How to over engineer a sound classifier

Apr 2, 2020

🏡 Hack day idea

I recently moved our washing machine out to the garage, which meant that I couldn’t hear it beep when it was finished. I would have some “false positive” trips out there (through the drizzly British rain!) when timers went off, only to find that the thing was still going. How horrendous.

It had also been a while since I wrote some code just for the sake of building something and I had never done anything with software and sound (recording, cleaning, classification). So, solving this first world problem for myself became my small 💡 idea for a hack project I could work on as the world slowly started locking itself down.

This post is an overview of what I built. It does not cover the day that I spent dusting off the old laptop and generally waiting for all of the updates to download (goodbye, Python 2.7!). It also does not give appropriate credit to the infinite StackOverflow posts that I read along the way.

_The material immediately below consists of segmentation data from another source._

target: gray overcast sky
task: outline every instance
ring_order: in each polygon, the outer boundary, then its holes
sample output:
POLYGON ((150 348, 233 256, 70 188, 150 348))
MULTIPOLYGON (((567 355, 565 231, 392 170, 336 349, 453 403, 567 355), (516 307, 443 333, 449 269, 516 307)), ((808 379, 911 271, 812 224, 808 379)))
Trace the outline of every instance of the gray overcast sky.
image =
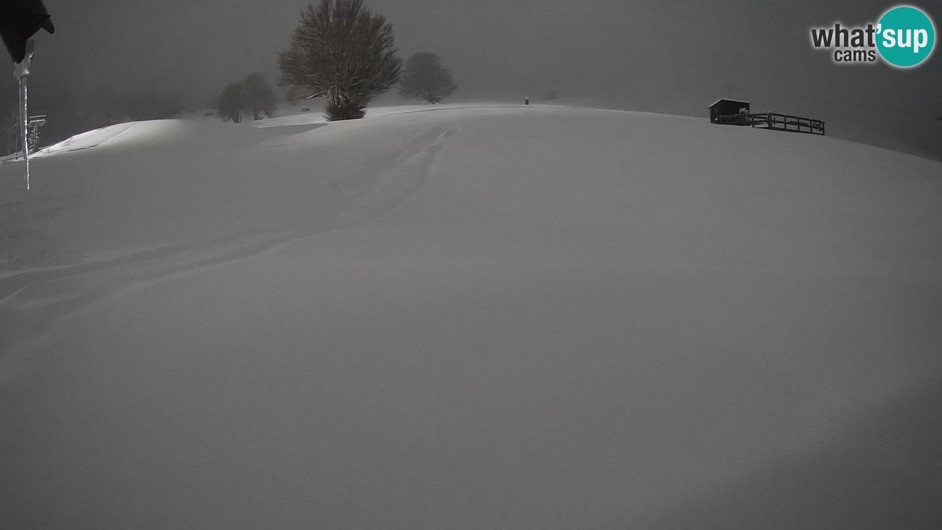
MULTIPOLYGON (((183 89, 203 100, 259 71, 274 81, 305 0, 46 0, 36 81, 81 92, 183 89), (42 76, 40 78, 40 76, 42 76)), ((702 113, 722 95, 766 110, 942 114, 942 54, 908 71, 836 66, 808 28, 875 22, 892 0, 367 0, 403 57, 442 56, 463 98, 549 90, 624 108, 702 113)), ((910 4, 942 18, 942 2, 910 4)), ((12 83, 12 80, 9 81, 12 83)), ((823 114, 823 115, 821 115, 823 114)))

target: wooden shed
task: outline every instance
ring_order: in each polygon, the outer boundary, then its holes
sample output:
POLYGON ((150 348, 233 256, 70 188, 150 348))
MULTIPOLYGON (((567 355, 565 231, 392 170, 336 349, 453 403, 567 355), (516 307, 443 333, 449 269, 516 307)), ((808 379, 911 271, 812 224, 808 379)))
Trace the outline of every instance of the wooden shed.
POLYGON ((711 124, 719 124, 720 116, 730 116, 739 114, 739 109, 745 108, 745 114, 749 114, 750 103, 748 101, 739 101, 736 99, 718 99, 716 103, 709 106, 709 121, 711 124))

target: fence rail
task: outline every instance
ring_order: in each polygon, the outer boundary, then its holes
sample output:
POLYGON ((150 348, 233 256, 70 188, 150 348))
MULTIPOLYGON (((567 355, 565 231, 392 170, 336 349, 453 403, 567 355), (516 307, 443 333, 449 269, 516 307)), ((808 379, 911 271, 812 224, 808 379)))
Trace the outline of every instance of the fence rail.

All of the code for this is on Github in my sound-detection repo.

🎧 Collecting training data

The first thing I needed was some data: I used the PyAudio library for this.

PyAudio is a library that allows you to record audio by reading from a stream, in a similar way that you would read from a file. There was a bit of faff with figuring out sampling and frame rates - I ended up using default values that I found on different examples.

I ended up with the function below that I used to record 3-second long samples of audio. The function returns as a list of arrays - in case you’re wondering, here’s a post about the difference.

Critically, I also added a counter that would tell me (approximately) what percentage of the sample was “silent.” All I did was check what the max value of each array was; if it was less than a totally arbitrary value of 300, I counted it as silent. I tested this by recording a few samples and shouting at my computer.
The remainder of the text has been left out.